Forward-looking Statements
This news release contains forward-looking statements, as defined in applicable legislation. The words "intends," "expected," "agreed to," derivatives thereof and other expressions including conditional verbs such as "will" and "may" are predictions of or indicate future events, trends or prospects or identify forward-looking statements. Forward-looking statements in this news release include statements in regards to a secondary offering of Common Shares of Norbord Inc. including the offer of such Common Shares by Brookfield, use of proceeds form the offering and restrictions on the registration, sale and offer of the common shares in the United States. Forward-looking statements involve known and unknown risks, uncertainties and other factors which may cause the actual results, performance or achievements of Norbord to be materially different from any future results, performance or achievements expressed or implied by the forward-looking statements.
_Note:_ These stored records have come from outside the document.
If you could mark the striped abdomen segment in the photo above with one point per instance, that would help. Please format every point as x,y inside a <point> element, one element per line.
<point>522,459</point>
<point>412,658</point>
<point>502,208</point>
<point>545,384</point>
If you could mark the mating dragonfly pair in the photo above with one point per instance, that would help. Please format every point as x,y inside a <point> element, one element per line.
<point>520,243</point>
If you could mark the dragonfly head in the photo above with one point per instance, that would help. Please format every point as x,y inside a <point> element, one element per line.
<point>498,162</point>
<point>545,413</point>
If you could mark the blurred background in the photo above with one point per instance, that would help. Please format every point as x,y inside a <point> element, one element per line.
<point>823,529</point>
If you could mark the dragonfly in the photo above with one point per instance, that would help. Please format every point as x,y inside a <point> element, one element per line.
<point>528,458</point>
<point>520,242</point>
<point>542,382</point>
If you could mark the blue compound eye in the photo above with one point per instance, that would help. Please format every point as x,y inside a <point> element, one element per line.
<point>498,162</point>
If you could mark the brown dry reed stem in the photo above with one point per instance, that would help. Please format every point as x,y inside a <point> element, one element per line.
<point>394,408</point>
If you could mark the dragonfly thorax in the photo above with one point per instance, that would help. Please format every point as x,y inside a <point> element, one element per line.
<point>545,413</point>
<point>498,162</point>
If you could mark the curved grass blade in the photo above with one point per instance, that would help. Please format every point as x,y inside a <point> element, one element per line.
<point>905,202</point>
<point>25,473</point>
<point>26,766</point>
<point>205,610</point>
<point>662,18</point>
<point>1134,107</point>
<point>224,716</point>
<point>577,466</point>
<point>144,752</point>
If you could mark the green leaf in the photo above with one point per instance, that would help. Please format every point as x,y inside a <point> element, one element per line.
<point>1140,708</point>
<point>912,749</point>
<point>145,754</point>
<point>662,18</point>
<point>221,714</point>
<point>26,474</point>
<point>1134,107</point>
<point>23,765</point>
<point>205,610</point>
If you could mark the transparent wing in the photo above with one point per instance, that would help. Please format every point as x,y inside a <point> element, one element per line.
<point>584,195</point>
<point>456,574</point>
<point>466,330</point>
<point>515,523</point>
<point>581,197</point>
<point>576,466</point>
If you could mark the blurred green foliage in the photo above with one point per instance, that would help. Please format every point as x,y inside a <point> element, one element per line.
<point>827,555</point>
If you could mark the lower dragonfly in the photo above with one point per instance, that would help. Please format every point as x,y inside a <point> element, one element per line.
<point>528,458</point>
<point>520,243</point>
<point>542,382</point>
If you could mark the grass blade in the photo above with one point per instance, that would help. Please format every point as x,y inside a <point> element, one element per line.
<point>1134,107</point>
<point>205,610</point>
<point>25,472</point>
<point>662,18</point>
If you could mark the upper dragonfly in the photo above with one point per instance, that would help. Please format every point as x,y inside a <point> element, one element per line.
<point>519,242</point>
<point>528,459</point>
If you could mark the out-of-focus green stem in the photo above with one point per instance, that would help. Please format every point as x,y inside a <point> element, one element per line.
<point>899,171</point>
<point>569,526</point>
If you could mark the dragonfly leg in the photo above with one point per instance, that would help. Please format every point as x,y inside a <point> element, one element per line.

Although Norbord believes it has a reasonable basis for making these forward-looking statements, readers are cautioned not to place undue reliance on such forward-looking information. By its nature, forward-looking information involves numerous assumptions, inherent risks and uncertainties, both general and specific, which contribute to the possibility that the predictions, forecasts and other forward-looking statements will not occur.
Factors that could cause actual results to differ materially from those contemplated or implied by forward-looking statements include: general economic conditions; risks inherent with product concentration; effects of competition and product pricing pressures; risks inherent with customer dependence; effects of variations in the price and availability of manufacturing inputs; risks inherent with a capital intensive industry; and other risks and factors described from time to time in filings with Canadian securities regulatory authorities.
We caution that the foregoing list of factors that may affect future results is not exhaustive. When relying on our forward-looking statements to make decisions with respect to Norbord investors and others should carefully consider the foregoing factors and other uncertainties and potential events. Except as required by applicable laws, Norbord does not undertake to update any forward-looking statements, whether as a result of new information, future events or otherwise, or to publicly update or revise the above list of factors affecting this information.